Now, I know what you’re thinking. Well, if you are of a devilish turn of mind you might be thinking this: what would stop an author making up a completely unsolvable quagmire of clues, just to mess with the next author in the chain? The Detection Club thought of this possibility (they were mystery writers, after all). Every contributor had to write a solution to the mystery, taking into account all the clues up until the end of their chapter. These solutions were sealed up in envelopes, and none could be revealed until everyone had finished. The printed book contains all of the different authors’ solutions – it gives some insight into their respective thought processes and writing tricks.

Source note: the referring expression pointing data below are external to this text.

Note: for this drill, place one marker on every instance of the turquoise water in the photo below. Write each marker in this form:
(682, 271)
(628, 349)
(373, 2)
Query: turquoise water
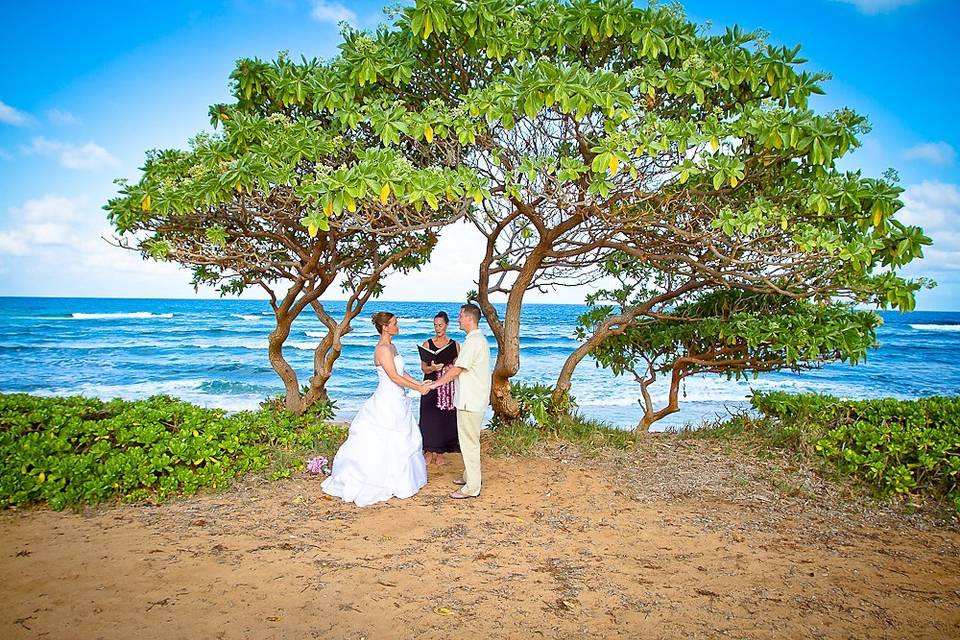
(213, 353)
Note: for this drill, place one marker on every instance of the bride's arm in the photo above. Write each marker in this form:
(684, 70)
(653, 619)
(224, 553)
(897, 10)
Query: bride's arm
(384, 357)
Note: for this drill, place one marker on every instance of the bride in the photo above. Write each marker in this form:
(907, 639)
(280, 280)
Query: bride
(382, 457)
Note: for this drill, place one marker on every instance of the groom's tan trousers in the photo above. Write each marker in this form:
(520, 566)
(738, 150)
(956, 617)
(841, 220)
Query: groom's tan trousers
(468, 432)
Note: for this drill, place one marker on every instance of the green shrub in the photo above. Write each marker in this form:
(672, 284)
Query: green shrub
(541, 419)
(897, 446)
(74, 451)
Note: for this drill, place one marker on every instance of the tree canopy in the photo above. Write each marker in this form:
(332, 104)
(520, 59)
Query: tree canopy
(573, 135)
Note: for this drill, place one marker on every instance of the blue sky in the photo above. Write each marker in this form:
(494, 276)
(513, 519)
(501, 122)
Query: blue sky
(88, 87)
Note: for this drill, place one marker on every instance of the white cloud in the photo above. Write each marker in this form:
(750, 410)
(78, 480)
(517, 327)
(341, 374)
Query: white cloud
(88, 157)
(58, 116)
(334, 12)
(9, 115)
(934, 206)
(12, 244)
(939, 153)
(873, 7)
(47, 221)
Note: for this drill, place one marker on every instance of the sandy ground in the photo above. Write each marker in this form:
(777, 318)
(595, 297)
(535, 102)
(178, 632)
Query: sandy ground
(676, 539)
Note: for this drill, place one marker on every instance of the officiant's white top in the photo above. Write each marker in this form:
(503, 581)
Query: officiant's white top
(472, 390)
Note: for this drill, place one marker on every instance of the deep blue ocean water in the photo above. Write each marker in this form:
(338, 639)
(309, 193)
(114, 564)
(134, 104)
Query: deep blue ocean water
(213, 353)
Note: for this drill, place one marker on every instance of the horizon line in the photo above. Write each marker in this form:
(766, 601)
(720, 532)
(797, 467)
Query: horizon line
(562, 304)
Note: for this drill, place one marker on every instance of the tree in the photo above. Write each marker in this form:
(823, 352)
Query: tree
(290, 196)
(576, 129)
(733, 333)
(601, 129)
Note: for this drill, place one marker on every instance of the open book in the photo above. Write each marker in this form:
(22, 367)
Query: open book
(445, 355)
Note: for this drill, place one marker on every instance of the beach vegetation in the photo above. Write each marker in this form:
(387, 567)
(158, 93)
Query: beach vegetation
(905, 448)
(75, 451)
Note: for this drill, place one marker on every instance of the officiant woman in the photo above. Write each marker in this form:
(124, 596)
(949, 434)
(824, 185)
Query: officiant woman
(438, 416)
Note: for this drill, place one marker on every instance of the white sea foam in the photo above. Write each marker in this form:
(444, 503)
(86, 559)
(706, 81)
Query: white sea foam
(625, 392)
(188, 390)
(138, 315)
(936, 327)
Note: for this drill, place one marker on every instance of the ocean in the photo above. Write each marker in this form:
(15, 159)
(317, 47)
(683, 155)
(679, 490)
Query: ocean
(213, 353)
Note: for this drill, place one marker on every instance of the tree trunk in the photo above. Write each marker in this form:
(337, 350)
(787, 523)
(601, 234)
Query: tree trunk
(673, 403)
(291, 385)
(610, 327)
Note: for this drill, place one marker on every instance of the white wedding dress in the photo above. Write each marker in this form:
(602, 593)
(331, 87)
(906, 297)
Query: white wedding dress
(383, 455)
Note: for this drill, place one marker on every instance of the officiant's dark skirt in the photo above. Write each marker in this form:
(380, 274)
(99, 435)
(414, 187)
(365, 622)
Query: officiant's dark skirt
(437, 426)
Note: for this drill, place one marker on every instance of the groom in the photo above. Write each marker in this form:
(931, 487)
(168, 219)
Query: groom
(471, 397)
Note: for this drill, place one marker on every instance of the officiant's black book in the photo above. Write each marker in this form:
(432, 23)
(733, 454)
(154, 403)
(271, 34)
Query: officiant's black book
(444, 355)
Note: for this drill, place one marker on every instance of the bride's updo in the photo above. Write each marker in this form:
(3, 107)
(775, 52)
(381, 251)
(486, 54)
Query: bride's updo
(381, 319)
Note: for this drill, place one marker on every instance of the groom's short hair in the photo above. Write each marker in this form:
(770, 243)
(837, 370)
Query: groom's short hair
(471, 310)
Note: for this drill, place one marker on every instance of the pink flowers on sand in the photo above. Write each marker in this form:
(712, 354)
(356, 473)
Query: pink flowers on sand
(318, 465)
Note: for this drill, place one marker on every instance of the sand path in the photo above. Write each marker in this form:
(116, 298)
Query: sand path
(677, 539)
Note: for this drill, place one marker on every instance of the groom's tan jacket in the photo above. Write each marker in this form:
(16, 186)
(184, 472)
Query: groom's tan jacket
(472, 388)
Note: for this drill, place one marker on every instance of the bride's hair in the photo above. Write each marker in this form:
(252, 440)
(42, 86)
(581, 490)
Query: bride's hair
(381, 319)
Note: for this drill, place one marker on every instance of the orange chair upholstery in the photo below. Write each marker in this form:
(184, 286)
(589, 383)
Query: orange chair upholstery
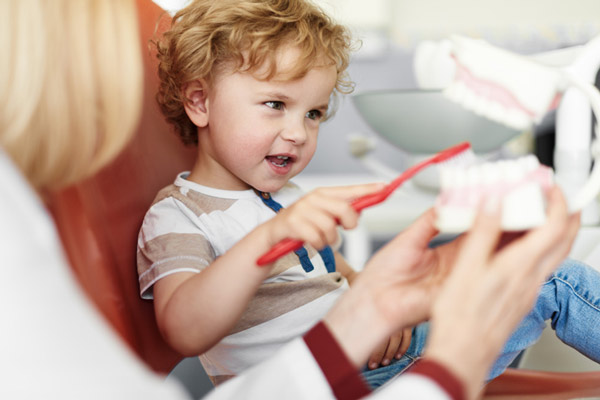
(98, 221)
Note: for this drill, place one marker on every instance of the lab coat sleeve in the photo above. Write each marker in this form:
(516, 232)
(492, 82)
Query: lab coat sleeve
(316, 367)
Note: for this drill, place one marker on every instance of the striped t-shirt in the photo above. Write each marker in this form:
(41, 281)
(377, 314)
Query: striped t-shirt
(189, 225)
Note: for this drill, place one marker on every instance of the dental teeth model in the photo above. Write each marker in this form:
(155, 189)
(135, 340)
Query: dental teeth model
(519, 185)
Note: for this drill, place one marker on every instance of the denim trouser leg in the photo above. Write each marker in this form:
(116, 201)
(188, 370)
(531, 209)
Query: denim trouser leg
(570, 298)
(379, 376)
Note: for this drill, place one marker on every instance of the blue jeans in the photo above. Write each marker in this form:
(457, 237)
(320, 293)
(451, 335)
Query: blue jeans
(570, 299)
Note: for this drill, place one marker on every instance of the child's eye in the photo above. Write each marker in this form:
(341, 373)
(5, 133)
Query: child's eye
(275, 105)
(314, 114)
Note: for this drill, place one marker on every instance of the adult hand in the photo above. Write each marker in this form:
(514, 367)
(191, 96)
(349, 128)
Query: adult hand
(393, 347)
(393, 292)
(492, 286)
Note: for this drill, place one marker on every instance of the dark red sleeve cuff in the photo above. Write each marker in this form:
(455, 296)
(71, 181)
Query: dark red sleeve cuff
(441, 375)
(342, 376)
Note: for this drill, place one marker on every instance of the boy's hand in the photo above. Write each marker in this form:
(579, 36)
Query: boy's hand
(314, 218)
(394, 347)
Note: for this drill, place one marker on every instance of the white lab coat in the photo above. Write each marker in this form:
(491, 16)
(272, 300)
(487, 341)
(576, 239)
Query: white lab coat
(55, 345)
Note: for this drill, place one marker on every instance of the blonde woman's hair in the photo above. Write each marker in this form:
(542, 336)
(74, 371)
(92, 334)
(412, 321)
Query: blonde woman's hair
(70, 85)
(244, 34)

The novel itself, the end result, is a glorious mess. Some of the contributing authors tried to keep things simple and some of the other authors tried to throw every curveball they could into the mix. Milward Kennedy, a minor novelist not particularly well remembered today, made a bit of a hash of his chapter apparently. The Floating Admiral is an admirable novelty but perhaps not an admirable novel.